Clarke cheerleaders
The news divisions of ABC, NBC and CBS acted as cheerleaders for former terrorism official Richard A. Clarke, despite considerable evidence that Mr. Clarke was acting as a political partisan, the Media Research Center reports at www.mediaresearch.org.
“Several events on Wednesday undermined former counterterrorism czar Richard Clarke’s contention that the Bush team’s failure to adequately pursue al Qaeda in its first months in office made the attacks possible,” the conservative media watchdog said in a summary of Wednesday’s news broadcasts.
“[Fox News Channel] disclosed how in 2002, Clarke had defended the Bush record, during his testimony Clarke conceded that any actions by the Bush team would have been too late to prevent the attacks and commissioners pointed out how, in 14 hours of private testimony, Clarke hadn’t made any of his anti-Bush claims. Yet none of the developments bruised Clarke’s credibility with the networks who treated his anti-Bush take as authoritative.
“They looked at Clarke’s 2002 words not from the perspective of his inconsistency, but as proof of how he’s under attack from the White House. ABC called it ‘a ferocious counterattack.’ CBS’s John Roberts characterized Clarke’s testimony as ‘electrifying’ and trumpeted: ‘What Richard Clarke had to say captivated all who heard it.’ ”
Kerry’s past
In a question-and-answer session before a Senate committee in 1971, John Kerry, who was a leading antiwar activist at the time, asserted that 200,000 Vietnamese per year were being “murdered by the United States of America” and said he had gone to Paris and “talked with both delegations at the peace talks” and met with communist representatives, the Boston Globe reports.

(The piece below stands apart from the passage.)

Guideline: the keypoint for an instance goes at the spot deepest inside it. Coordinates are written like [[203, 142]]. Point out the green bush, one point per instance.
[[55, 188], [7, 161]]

Mr. Kerry, now the presumptive Democratic presidential nominee, confirmed Wednesday through a spokesman that he did go to Paris and talked privately with a leading communist representative. But the spokesman played down the extent of Mr. Kerry’s role and said Mr. Kerry did not engage in negotiations, reporters Michael Kranish and Patrick Healy wrote.
Asked about the appropriateness of Mr. Kerry’s saying that the United States had “murdered” 200,000 Vietnamese annually when the United States was at war, Kerry spokesman Michael Meehan said “Senator Kerry used a word he deems inappropriate.”

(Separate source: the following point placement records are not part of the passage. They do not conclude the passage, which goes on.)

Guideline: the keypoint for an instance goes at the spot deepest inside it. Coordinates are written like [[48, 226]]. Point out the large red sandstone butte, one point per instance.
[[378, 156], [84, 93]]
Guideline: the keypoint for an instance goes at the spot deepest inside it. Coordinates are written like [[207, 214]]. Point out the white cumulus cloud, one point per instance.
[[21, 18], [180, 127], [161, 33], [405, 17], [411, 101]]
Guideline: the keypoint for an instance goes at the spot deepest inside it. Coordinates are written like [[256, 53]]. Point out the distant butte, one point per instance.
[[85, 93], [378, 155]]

Mr. Meehan said Mr. Kerry “never suggested or believed and absolutely rejects the idea that the word applied to service of the American soldiers in Vietnam.” Mr. Meehan then declined to say to whom Mr. Kerry was referring when he said that the United States had murdered the Vietnamese; Mr. Kerry declined to be interviewed about the matter.
Rumsfeld and Clarke
Defense Secretary Donald H. Rumsfeld says former White House terrorism czar Richard A. Clarke gets at least a couple of things wrong in his new book, “Against All Enemies: Inside the White House’s War on Terror — What Really Happened.”
Mr. Rumsfeld said that, contrary to Mr. Clarke’s book, after the September 11 terror attacks he did not ask the president to issue written instructions for the Pentagon to prepare for an invasion of Iraq.